Measuring event segmentation: An investigation into the stability of event boundary agreement across groups
- PMID: 35441362
- PMCID: PMC9017965
- DOI: 10.3758/s13428-022-01832-5
Measuring event segmentation: An investigation into the stability of event boundary agreement across groups
Abstract
People spontaneously divide everyday experience into smaller units (event segmentation). To measure event segmentation, studies typically ask participants to explicitly mark the boundaries between events as they watch a movie (segmentation task). Their data may then be used to infer how others are likely to segment the same movie. However, significant variability in performance across individuals could undermine the ability to generalize across groups, especially as more research moves online. To address this concern, we used several widely employed and novel measures to quantify segmentation agreement across different sized groups (n = 2-32) using data collected on different platforms and movie types (in-lab & commercial film vs. online & everyday activities). All measures captured nonrandom and video-specific boundaries, but with notable between-sample variability. Samples of 6-18 participants were required to reliably detect video-driven segmentation behavior within a single sample. As sample size increased, agreement values improved and eventually stabilized at comparable sample sizes for in-lab & commercial film data and online & everyday activities data. Stabilization occurred at smaller sample sizes when measures reflected (1) agreement between two groups versus agreement between an individual and group, and (2) boundary identification between small (fine-grained) rather than large (coarse-grained) events. These analyses inform the tailoring of sample sizes based on the comparison of interest, materials, and data collection platform.
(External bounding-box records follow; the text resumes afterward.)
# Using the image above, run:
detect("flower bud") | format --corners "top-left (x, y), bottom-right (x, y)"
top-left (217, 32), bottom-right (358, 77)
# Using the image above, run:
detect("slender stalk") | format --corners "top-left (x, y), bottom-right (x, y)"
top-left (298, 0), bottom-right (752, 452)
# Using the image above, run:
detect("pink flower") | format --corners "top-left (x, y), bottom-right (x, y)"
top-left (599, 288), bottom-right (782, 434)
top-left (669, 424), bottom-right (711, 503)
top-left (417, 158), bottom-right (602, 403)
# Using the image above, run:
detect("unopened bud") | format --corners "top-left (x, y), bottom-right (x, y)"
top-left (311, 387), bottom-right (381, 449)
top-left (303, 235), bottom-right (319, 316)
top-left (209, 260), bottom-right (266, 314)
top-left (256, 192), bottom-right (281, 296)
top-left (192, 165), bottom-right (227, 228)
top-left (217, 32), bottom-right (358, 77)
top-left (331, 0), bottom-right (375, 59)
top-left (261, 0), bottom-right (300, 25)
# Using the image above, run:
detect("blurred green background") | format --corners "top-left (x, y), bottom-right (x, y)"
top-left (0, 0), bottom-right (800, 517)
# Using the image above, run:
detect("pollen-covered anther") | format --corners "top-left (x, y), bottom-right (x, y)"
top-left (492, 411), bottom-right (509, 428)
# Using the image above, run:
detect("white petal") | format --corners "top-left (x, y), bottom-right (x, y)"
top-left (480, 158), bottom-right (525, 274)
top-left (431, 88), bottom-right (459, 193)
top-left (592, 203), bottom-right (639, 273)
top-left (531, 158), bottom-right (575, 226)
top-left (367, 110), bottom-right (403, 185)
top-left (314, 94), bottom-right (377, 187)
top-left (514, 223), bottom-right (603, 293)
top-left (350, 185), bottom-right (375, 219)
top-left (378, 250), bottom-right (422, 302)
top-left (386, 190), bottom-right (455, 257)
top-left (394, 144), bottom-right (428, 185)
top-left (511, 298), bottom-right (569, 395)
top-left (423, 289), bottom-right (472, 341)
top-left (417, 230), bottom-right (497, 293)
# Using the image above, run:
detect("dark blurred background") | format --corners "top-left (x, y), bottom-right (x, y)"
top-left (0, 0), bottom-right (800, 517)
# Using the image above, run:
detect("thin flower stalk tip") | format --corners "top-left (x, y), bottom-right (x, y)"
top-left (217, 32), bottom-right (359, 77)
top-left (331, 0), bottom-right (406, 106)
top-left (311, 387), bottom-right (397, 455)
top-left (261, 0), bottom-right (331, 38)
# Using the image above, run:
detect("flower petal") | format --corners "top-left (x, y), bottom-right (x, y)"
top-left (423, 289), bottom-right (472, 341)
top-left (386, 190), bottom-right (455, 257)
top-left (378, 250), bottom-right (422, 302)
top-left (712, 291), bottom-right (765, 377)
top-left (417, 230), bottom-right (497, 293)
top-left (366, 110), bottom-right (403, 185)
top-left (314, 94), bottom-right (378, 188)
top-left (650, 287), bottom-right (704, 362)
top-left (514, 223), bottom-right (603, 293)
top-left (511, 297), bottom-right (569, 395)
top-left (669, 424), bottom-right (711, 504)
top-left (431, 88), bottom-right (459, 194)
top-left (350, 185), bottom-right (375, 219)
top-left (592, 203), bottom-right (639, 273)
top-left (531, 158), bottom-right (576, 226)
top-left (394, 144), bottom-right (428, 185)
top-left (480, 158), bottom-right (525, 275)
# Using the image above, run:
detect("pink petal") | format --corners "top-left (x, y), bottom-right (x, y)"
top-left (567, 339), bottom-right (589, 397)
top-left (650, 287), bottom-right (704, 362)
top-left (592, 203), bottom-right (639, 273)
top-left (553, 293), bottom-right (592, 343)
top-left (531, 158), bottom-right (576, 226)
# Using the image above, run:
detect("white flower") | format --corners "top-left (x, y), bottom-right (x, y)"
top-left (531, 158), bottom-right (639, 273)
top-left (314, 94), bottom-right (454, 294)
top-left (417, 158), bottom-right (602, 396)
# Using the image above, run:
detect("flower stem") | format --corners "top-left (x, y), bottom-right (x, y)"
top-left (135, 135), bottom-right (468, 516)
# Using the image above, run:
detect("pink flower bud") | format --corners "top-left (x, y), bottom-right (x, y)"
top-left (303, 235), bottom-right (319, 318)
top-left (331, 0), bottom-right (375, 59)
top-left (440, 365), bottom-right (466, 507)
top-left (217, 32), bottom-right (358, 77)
In addition to demonstrating the reliability of online and in-lab segmentation performance at moderate sample sizes, this study supports the use of segmentation data to infer when events are likely to be segmented.
Keywords: Event cognition; Event segmentation; Naturalistic perception; Online data collection; Segmentation agreement.
© 2022. The Psychonomic Society, Inc.
Conflict of interest statement
The authors have no conflicts of interest to declare.